Amazon, which has long eyed the grocery business, will buy the upmarket supermarket for $42 a share.
Investors greeted the deal as game-changing for the industry, sending shares of rival grocers plunging.
But Whole Foods, which had been under pressure, climbed.
Founded in 1978 in Texas, Whole Foods was a pioneer of the move towards natural and organic foods.
It has grown to more than 460 stores in the US, Canada and the UK, and employs about 87,000 people.
Amazon founder and chief executive Jeff Bezos said: “Millions of people love Whole Foods Market because they offer the best natural and organic foods, and they make it fun to eat healthy.
“Whole Foods Market has been satisfying, delighting and nourishing customers for nearly four decades – they’re doing an amazing job and we want that to continue.”
Whole Foods has faced dissatisfaction from investors, amid falling same-store sales and increased competition. Last month, the company named a new chief financial officer and new board members.
In April, activist investor Jana Partners called the firm’s shares undervalued, noting “chronic underperformance”.
The price being paid by Amazon marks a 27% premium to the level Whole Foods’ shares closed at on Thursday. The $13.7bn value includes assumption of the grocer’s debt.
The takeover deal – the biggest in Amazon’s history – is expected to be completed in the second half of the year, pending approval by shareholders and anti-trust regulators.
Whole Foods boss John Mackey said: “This partnership presents an opportunity to maximize value for Whole Foods Market’s shareholders, while at the same time extending our mission and bringing the highest quality, experience, convenience and innovation to our customers.”
The Whole Foods brand will continue. Mr Mackey is expected to stay on as chief executive.
Whole Foods stock soared 29% on the news. Amazon shares closed up 2.4%.
Neil Saunders, managing director of GlobalData Retail, said the deal should give the grocer financial breathing room, while making it more competitive online and improving its supply chain logistics.
The takeover also makes Amazon an instant player in the grocery industry, where it has operated at the fringes since launching its food delivery service Amazon Fresh in Seattle in 2007.
Whole Foods and Amazon were staying quiet on Friday about how they might introduce technology to stores, merge their supply chains, or cross-sell Amazon products.
Brendan Witcher, principal analyst at Forrester Research in Boston, said any changes are further down the road.
But that didn’t stop instant speculation about what changes might be coming.
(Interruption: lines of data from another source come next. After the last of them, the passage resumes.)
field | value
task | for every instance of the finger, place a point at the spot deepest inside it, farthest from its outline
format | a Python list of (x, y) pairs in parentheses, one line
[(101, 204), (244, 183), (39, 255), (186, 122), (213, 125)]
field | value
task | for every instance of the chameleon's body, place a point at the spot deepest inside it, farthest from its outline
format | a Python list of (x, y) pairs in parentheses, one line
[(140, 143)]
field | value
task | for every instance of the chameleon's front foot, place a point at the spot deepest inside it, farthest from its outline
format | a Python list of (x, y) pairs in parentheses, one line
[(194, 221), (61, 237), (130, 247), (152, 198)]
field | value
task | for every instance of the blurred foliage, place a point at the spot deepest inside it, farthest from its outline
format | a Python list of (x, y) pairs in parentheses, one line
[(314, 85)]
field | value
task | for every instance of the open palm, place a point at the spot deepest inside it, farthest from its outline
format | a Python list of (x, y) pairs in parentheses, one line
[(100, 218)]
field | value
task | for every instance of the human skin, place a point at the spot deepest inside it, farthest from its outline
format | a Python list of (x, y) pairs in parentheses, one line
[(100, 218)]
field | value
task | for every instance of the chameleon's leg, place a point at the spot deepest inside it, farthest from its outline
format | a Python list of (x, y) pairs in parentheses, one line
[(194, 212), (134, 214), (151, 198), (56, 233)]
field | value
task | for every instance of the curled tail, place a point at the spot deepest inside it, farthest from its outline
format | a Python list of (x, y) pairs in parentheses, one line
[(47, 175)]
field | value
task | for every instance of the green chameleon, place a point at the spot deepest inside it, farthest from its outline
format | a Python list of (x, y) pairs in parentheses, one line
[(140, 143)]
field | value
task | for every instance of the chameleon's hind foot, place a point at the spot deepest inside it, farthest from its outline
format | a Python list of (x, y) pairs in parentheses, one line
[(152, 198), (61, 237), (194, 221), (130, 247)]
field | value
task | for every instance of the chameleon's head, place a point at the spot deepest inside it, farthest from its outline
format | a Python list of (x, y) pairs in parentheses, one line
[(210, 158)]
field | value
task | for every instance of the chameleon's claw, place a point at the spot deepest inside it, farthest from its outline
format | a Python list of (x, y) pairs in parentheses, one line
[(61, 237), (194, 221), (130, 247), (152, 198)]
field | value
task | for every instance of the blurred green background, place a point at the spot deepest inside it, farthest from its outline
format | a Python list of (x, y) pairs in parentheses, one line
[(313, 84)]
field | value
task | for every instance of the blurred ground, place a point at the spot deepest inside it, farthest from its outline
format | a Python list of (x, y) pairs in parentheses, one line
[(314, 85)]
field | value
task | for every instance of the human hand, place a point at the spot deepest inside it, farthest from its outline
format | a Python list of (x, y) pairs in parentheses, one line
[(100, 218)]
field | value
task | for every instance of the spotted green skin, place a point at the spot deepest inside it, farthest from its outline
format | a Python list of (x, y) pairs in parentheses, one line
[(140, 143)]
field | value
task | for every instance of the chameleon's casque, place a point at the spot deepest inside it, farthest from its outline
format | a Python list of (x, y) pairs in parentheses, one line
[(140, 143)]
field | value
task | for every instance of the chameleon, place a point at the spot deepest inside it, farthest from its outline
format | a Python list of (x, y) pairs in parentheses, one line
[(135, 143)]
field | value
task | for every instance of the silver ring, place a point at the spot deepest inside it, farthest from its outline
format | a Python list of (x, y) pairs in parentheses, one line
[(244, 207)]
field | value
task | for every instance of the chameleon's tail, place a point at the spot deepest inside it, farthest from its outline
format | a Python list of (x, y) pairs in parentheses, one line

Possibilities include:
• Lower prices? Amazon has a long history of deferring profits in favour of winning customers with low prices. It could try a similar strategy at Whole Foods, now knocked by some as “Whole Paycheck”.
• Techie shopping? Amazon is also interested in how technology can make shopping more efficient. The firm’s Alexa robot maintains shopping lists and Amazon is testing a convenience store in Seattle that operates without check-out lines.
“There is an inherent logic in the move which, in our view, brings benefits to both businesses,” Mr Saunders wrote.
Shares of other supermarket chains took a beating. The industry has already seen significant consolidation, with smaller players wiped out.
Kroger shares fell more than 9 %, Target plunged 5% and Costco Wholesale Corp. dropped about 7%.
Walmart, which announced its own $310m deal to acquire the online clothing company Bonobos, slid 4.7%.
The reaction spread to companies in Europe. Dutch retailer Ahold Delhaize fell nearly 10%.
Mr Saunders said the deal is “potentially terrifying” for other companies.
“Although Amazon has been a looming threat to the grocery industry, the shadow it has cast has been pale and distant,” Mr Saunders wrote. “Today that changed.”